What the journal contains

The raw hook payload from Claude Code, which includes:

  • prompt text on every UserPromptSubmit event (what you typed).
  • tool_input for every tool call — the literal command for Bash, the patch text (old_string / new_string) for Edit, the file content for Write, search patterns for Grep, the URL for WebFetch.
  • cwd, transcript_path, session_id, model name.

Nothing leaves your machine. But the journal is plain JSON on disk — backup software, cloud sync (Dropbox / iCloud / OneDrive following your home), an antivirus that ships samples — will see it.

Opt-in redaction: BONSAI_CC_REDACT=1

export BONSAI_CC_REDACT=1     # POSIX
$env:BONSAI_CC_REDACT = "1"   # PowerShell

The hook blanks prompt, old_string, new_string, and content in every record (replaced with [redacted by BONSAI_CC_REDACT]). Everything the growth engine needs — hook_event_name, tool_name, file_path, cwd — is preserved, so the rendered tree is byte-identical with or without redaction. Off by default; the lossless mode is what makes deterministic replay possible.

The HTTP server binds to 127.0.0.1 only and validates the Host header against a loopback allowlist to defeat DNS rebinding.


FAQ

Does it slow down Claude Code? No. The hook is a stdlib-only Python script with a 500 ms hard budget and ~60 ms p99 cold start.

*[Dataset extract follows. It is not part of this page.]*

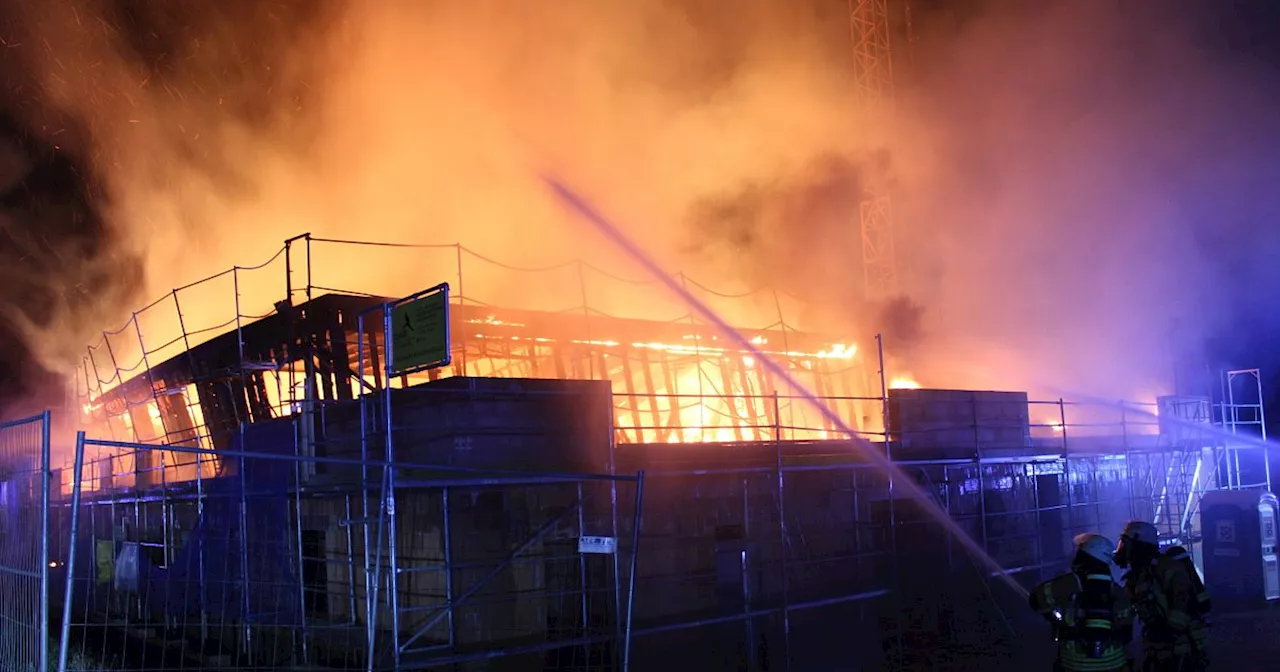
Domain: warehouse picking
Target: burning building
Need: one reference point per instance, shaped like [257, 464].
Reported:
[471, 511]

Disk full / bad JSON / permission denied — all exit 0 without complaining.

Does Ctrl+C lose my tree? No. Each event is fsync'd to disk before Claude Code continues. Even if bonsai-cc is never running, journals accumulate; next launch picks them up.

Can I share my trees? bonsai-cc show <id> prints the ASCII to stdout (good for chat / commit messages). bonsai-cc export <id> --format png writes a PNG. A proper share command is on the roadmap.

What if Claude Code adds new hook events? Unknown events are journaled raw and ignored by the growth pipeline. After a bonsai-cc update they replay byte-identical, no data lost.


Tests

uv sync
uv run pytest                     # all 364 tests
uv run pytest -k determinism      # the load-bearing tests
uv run ruff check src tests       # lint
uv run mypy src/bonsai_cc         # type-check (strict)

License

MIT — use it, fork it, ship it. © 2026 Davvik.